HULL: High Bandwidth, Ultra Low Latency

Team Members: Ben Shapero and Vaibhav Chidrewar.

Key Results:
HULL, using software-emulated phantom queues, shows significant reductions in packet transmission latency with only a fractional drop in throughput – even without strict flow pacing.

References:

Less Is More: Trading a Little Bandwidth for Ultra-Low Latency in the Data Center (NSDI 2012). Mohammad Alizadeh, Stanford University; Abdul Kabbani, Google; Tom Edsall, Cisco Systems; Balaji Prabhakar, Stanford University; Amin Vahdat, Google and U.C. San Diego; Masato Yasuda, NEC Corporation, Japan

Data Center TCP (DCTCP) http://www.stanford.edu/~alizade/Site/DCTCP_files/dctcp-final.pdf (Sigcomm 2010). Mohammad Alizadeh, Stanford University; Albert Greenberg, Microsoft; David A. Maltz, Microsoft; Jitendra Padhye, Microsoft; Parveen Patel, Microsoft; Balaji Prabhakar, Stanford University; Sudipta Sengupta, Microsoft; Murari Sridharan, Microsoft

Random Early Detection gateways for Congestion Avoidance S. Floyd and V. Jacobson
IEEE/ACM Transactions on Networking, Vol. 1, No. 4, pp. 397-413, August 1993.

Contacts:
Ben Shapero – bshapero@stanford.edu, Vaibhav Chidrewar – chirewarvaibhav@yahoo.co.in

Introduction:

Normal drop-tail TCP congestion control, while very effective at fully utilizing the available bandwidth of a link, pays a cost in latency. A single packet drop will cause the loss of an entire congestion window, maximizing the latency penalty of the connection. In data centers, where many services are latency-sensitive, this behavior is unacceptable. DCTCP was created to solve this problem. While DCTCP does have lower latency than regular TCP, it still buffers packets in order to maintain maximum bandwidth.

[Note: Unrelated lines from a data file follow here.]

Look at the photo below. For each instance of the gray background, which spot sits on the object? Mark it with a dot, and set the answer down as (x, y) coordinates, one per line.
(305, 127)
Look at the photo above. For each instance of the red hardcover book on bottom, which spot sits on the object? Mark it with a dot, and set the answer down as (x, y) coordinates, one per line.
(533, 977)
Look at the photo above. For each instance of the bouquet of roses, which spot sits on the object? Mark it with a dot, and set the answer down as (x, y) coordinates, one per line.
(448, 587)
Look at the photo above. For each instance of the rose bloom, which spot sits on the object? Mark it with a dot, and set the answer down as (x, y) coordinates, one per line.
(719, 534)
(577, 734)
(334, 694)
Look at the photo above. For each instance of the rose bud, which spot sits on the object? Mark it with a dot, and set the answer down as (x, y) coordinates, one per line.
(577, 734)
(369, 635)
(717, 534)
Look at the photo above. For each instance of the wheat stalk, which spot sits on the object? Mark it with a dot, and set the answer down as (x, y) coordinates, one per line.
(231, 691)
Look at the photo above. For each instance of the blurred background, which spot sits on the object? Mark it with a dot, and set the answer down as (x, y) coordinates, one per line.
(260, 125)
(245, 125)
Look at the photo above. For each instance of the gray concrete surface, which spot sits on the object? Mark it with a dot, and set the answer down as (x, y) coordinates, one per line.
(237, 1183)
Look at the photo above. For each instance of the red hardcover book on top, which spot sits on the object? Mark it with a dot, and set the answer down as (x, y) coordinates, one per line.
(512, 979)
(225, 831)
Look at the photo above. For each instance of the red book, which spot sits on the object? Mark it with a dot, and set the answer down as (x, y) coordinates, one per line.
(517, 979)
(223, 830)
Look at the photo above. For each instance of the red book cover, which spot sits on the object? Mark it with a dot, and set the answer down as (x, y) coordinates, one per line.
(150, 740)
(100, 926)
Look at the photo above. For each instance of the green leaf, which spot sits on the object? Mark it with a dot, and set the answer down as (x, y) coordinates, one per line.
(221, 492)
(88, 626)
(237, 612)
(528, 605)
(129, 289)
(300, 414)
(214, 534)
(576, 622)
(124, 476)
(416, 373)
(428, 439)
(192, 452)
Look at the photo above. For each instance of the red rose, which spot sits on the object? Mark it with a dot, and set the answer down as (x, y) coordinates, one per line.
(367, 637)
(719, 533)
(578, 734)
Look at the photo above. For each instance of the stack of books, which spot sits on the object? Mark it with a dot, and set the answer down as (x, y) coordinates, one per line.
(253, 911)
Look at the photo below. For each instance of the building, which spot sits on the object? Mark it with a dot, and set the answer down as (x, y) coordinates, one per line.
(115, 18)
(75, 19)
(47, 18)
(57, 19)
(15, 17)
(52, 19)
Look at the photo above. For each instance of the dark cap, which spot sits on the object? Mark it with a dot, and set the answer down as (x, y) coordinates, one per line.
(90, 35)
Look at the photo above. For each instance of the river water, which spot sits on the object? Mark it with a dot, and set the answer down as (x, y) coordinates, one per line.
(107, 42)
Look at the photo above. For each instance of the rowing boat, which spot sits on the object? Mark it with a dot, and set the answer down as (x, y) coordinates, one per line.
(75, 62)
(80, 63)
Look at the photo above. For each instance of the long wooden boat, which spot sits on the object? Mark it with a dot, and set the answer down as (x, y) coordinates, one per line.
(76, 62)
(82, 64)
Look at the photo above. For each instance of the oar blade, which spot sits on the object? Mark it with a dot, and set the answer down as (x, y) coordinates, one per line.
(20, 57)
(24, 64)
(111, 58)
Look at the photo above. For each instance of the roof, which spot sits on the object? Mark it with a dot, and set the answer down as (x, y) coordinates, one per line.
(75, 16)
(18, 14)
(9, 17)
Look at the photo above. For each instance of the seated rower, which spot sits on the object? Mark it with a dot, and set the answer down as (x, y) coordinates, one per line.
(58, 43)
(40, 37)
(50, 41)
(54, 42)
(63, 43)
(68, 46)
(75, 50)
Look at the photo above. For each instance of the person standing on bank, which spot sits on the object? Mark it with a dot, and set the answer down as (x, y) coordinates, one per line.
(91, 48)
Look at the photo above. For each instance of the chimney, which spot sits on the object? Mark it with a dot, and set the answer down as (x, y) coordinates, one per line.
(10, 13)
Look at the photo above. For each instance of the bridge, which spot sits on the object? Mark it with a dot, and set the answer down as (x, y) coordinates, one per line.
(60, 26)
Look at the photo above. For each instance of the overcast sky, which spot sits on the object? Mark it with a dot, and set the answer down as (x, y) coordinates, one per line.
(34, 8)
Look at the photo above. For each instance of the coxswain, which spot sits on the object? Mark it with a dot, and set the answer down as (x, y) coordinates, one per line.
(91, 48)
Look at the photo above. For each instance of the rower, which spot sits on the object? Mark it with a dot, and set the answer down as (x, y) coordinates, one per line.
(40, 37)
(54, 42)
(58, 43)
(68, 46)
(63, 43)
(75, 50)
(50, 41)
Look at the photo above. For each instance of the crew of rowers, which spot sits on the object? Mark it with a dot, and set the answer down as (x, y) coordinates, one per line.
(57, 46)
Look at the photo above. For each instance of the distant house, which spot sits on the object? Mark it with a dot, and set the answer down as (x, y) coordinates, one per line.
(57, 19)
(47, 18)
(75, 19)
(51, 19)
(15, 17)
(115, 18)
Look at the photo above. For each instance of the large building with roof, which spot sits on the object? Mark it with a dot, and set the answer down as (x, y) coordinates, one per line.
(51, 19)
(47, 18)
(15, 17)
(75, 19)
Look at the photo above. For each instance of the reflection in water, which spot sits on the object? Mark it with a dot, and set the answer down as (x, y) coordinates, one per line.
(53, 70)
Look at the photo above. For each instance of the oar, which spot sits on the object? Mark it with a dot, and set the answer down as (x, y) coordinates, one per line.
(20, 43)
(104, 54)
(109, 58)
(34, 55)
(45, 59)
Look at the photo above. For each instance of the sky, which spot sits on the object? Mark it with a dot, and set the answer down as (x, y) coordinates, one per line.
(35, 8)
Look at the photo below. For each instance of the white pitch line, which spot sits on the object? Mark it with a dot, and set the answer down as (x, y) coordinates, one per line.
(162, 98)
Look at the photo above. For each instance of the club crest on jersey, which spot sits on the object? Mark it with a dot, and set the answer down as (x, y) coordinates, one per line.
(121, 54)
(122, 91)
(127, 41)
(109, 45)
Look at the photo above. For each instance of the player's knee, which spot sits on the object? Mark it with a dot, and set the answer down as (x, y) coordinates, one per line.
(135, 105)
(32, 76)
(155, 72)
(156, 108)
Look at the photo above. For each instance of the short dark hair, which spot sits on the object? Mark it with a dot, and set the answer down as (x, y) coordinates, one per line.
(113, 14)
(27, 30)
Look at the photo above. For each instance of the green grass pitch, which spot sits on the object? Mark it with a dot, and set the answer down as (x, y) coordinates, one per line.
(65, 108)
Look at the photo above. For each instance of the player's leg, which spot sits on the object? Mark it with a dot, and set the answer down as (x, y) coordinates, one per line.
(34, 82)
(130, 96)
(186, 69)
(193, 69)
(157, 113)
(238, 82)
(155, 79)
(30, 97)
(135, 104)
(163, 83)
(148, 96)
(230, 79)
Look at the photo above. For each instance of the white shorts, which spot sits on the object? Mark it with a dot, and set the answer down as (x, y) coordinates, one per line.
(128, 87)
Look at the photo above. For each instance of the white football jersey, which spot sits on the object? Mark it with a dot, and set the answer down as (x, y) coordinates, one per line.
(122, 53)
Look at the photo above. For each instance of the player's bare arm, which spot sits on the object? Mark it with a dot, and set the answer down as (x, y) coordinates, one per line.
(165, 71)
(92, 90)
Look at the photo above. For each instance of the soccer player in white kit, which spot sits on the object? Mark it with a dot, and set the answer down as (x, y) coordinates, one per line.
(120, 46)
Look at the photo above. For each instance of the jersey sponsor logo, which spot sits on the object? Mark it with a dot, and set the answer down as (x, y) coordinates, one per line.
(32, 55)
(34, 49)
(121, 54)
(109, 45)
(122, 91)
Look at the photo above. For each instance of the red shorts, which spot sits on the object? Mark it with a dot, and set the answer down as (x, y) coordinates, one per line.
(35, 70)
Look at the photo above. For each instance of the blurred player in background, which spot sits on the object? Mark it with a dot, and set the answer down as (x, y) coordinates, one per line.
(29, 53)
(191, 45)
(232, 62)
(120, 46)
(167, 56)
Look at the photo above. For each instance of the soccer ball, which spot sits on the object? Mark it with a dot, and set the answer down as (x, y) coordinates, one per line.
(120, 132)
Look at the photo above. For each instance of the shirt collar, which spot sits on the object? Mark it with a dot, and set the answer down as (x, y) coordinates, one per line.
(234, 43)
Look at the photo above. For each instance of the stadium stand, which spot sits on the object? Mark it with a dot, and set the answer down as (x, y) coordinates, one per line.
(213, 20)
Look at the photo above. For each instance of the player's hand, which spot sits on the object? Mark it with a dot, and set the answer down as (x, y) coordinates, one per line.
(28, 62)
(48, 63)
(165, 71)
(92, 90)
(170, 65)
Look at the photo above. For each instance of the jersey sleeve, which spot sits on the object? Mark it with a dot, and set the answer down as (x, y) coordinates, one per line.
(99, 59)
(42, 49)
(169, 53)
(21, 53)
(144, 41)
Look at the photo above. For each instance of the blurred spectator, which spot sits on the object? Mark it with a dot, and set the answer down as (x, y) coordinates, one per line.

Hull expands upon DCTCP, sacrificing a small amount of bandwidth in order to keep the queuing buffer essentially empty, resulting in latencies many times lower than even DCTCP. It does this through the use of two mechanisms, traffic pacing and phantom queues. Phantom queues are queues that “drain” at a lower rate than the actual link rate, but never actually buffer packets. This “lag behind” prevents packets from building up in the queue, essentially eliminating switch latency. This project tests the effectiveness of implementing phantom queues in the emulated network platform Mininet. We have found that emulated phantom queues succeed in greatly reducing latency with only a small loss of throughput.

Methods:

In Mininet, programmers can specify arbitrary network topologies and configure individual nodes (hosts and switches), links, and interfaces. As in the Hull paper, we tested on a simple star topology, with a single switch connecting n hosts, with separate runs for n = 3-10. Host 1 served as a receiver, while the other n-1 hosts all send TCP iperf flows to the receiver. All links in the topology are set to 50Mbps, as Mininet does not have the capacity to emulate that many 1Gbps links. Packet size of these flows is 1500 bytes. During the test, we collect information on throughput and queue occupancy on the switch-to-receiver link and latency on the sender-to-switch interfaces.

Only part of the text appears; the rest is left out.